A local, durable, observable job fabric for heterogeneous generative ML workloads.
Runs across a control node + one or more GPU nodes. Routes each job to a worker on whichever node hosts the matching ModelConfig. Persists state across restarts. Keeps enough history to replay / eval jobs against new model configs later.
- Submit jobs of varied types:
text.*,image.*,video.*,audio.*,cpu.*,external.*,eval.*. - Track lifecycle (
queued → leased → running → succeeded | failed | canceled | dead_lettered), retry on transient failures, dead-letter on persistent ones. - Per-config Redis streams + an embedded per-node dispatcher that leases jobs atomically and IPC-dispatches to a local worker. v0 picks the first matching local worker; scoring (warm-model affinity, capacity, fairness) is deferred until contention shows up.

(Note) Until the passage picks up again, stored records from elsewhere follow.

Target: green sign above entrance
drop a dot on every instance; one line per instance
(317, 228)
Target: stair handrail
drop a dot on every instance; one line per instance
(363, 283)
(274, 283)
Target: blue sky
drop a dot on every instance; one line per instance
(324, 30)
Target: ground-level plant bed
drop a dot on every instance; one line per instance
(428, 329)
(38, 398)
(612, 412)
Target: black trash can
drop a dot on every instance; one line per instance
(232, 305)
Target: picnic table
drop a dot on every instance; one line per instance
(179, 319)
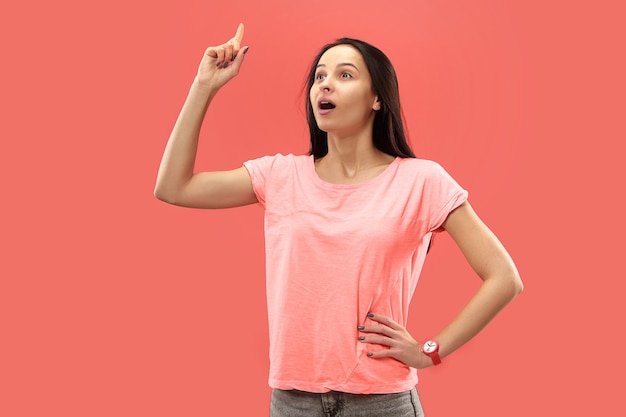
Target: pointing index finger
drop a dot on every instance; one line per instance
(239, 35)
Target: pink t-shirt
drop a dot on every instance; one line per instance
(335, 252)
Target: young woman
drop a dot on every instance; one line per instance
(347, 231)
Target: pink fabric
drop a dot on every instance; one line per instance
(336, 252)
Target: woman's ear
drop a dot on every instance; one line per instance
(376, 105)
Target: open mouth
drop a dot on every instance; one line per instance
(326, 105)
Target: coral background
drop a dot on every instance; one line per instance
(115, 304)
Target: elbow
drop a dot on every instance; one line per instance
(164, 195)
(516, 286)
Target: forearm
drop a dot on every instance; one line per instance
(491, 297)
(177, 164)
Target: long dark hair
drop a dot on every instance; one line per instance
(388, 131)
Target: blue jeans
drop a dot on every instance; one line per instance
(294, 403)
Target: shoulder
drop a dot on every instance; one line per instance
(273, 165)
(421, 167)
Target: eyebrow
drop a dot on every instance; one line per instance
(343, 64)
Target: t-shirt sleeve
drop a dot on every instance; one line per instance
(260, 171)
(445, 194)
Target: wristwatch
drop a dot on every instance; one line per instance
(431, 348)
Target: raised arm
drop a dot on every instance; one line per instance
(176, 181)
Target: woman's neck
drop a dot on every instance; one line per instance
(351, 159)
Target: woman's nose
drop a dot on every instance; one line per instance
(325, 85)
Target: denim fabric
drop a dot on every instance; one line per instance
(294, 403)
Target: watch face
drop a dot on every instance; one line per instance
(430, 347)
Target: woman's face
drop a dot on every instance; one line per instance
(341, 96)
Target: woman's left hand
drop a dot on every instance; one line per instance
(401, 344)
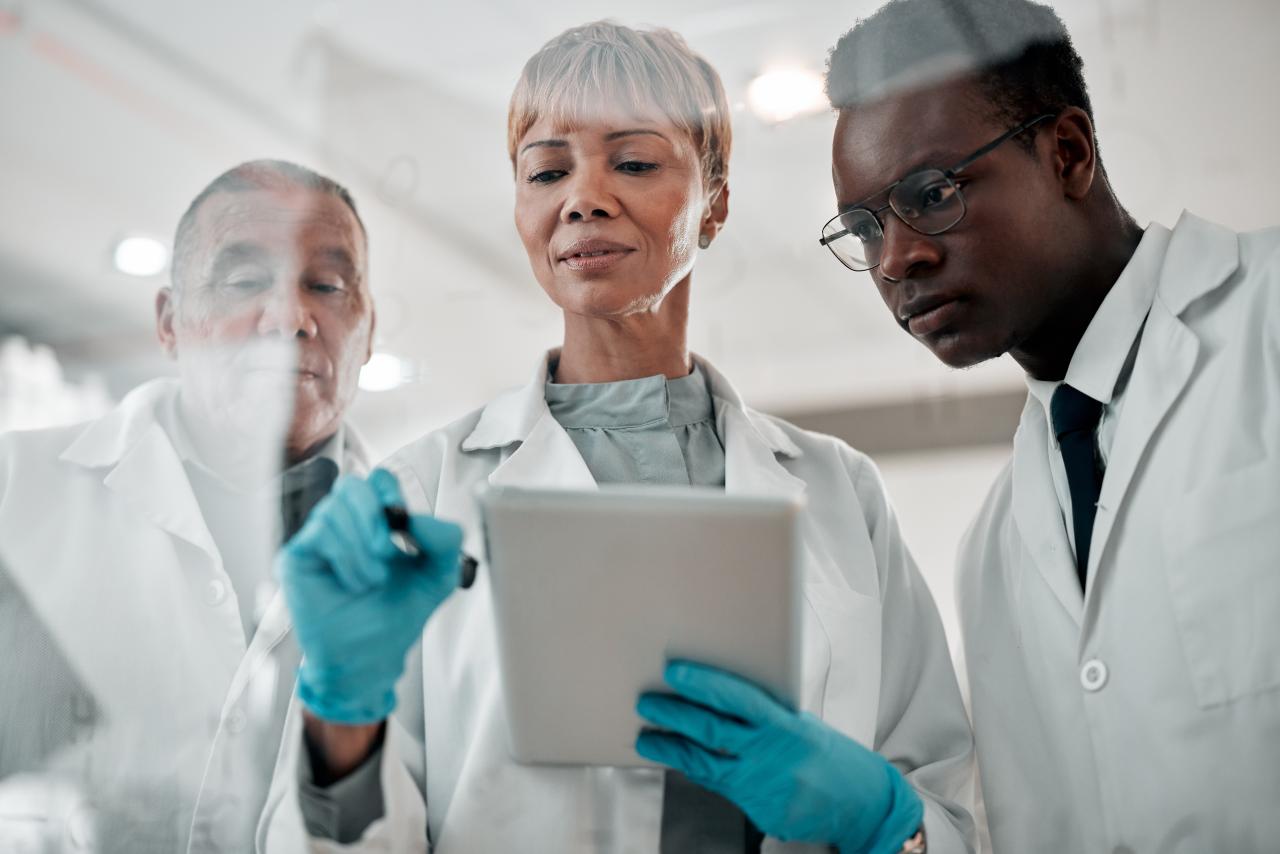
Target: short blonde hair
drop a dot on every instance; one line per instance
(603, 63)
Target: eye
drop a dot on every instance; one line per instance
(636, 167)
(865, 232)
(936, 193)
(545, 176)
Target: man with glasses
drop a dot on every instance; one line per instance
(1119, 590)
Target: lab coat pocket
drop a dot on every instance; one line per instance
(1224, 580)
(845, 693)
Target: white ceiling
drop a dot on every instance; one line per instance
(118, 112)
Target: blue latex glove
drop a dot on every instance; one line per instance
(357, 603)
(794, 776)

- Persist artifacts (images, video, audio, JSON, text) with lineage back to the producing job and model config.
- Replay historical jobs against alternate model configs for A/B comparison and promotion (Phase 7).

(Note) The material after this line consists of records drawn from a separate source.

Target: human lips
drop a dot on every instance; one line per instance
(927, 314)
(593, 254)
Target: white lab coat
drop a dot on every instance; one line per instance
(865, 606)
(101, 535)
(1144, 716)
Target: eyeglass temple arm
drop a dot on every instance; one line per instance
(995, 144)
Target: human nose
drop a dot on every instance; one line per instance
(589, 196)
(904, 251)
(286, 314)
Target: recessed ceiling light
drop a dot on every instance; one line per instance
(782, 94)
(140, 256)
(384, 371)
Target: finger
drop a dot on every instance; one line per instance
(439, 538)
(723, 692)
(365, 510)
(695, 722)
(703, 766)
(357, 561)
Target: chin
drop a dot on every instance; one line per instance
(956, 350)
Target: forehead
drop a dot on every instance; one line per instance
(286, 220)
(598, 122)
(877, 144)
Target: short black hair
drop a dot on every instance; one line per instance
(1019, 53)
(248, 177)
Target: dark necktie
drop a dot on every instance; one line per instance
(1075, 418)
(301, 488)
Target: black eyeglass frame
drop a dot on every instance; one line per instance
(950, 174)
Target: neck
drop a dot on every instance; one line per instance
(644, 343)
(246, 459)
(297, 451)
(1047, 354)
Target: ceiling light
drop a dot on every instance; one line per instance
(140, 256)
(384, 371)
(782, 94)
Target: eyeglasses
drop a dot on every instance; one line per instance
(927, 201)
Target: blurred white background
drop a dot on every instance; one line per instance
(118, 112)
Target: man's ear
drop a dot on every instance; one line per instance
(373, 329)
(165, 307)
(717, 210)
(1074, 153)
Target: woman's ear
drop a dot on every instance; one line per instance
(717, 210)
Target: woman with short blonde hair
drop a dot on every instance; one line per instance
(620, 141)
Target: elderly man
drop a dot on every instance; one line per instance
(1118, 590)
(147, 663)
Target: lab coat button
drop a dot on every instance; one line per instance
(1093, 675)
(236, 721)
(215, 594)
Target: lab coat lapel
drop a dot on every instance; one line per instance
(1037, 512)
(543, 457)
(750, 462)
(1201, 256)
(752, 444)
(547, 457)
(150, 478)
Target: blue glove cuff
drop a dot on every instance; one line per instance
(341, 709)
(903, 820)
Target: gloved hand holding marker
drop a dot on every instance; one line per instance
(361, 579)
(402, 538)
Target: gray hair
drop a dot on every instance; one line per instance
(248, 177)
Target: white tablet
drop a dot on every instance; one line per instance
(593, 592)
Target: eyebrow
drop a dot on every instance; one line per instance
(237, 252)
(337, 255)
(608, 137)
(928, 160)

client ─POST /jobs─► api ─► Mongo (queued) + Redis stream (per config_id)
│
▼ (any node serving that config)
runtime: dispatcher tick reads Redis
→ acquire_lease (Mongo CAS)
→ IPC `op:run` to a local worker's Unix socket
│
▼
worker.execute(job, ctx)
→ ArtifactStore.put(...) → MinIO
→ POST /jobs/{id}/complete → api
→ Mongo (succeeded)
client polls GET /jobs/{id} → terminal status + artifact URIs
client GET /artifacts/{id}/bytes → streams from ArtifactStore (cross-node if needed)

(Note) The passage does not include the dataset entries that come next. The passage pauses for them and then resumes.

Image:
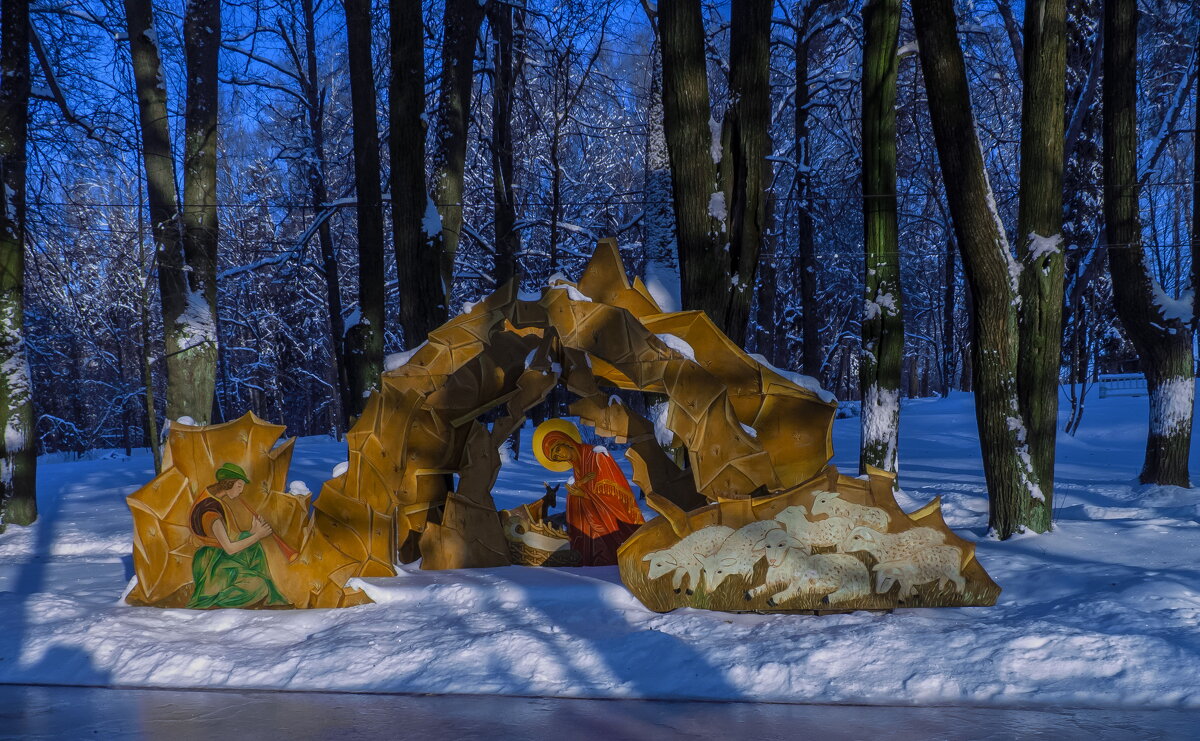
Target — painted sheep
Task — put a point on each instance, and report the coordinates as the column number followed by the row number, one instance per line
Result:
column 838, row 577
column 738, row 554
column 892, row 546
column 684, row 558
column 941, row 564
column 831, row 504
column 829, row 531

The dispatcher is embedded in the runtime (same process as the supervisor); the API talks to core's state / queue / artifact backends directly, never through Redis or back through itself.
- Not a distributed scheduler at scale. Designed for ~1k jobs/day across 2–3 nodes.
- Not a workflow/DAG engine. Jobs are independent units. Workflow orchestration lives upstream (agents, scripts, future SDK).
- Not opinionated about runtimes. Workers are thin shims around MLX, vLLM, ComfyUI, ffmpeg, HTTP APIs — Spindle just schedules and observes them.
Three swap-point protocols, each with at least one production backend and an in-memory backend for tests:
| Concern | Protocol | Backends |
|---|---|---|
| State (jobs / configs / events / artifact metadata) | StateStore |
mongo, in-memory |
| Per-config job queue | JobQueue |
redis_streams, in-memory |
| Artifact bytes | ArtifactStore |
s3 (MinIO / AWS / R2 / B2), in-memory |
See ARCHITECTURE.md for components and data flow. ROADMAP.md lays out what gets built when. STATUS.md tracks current state.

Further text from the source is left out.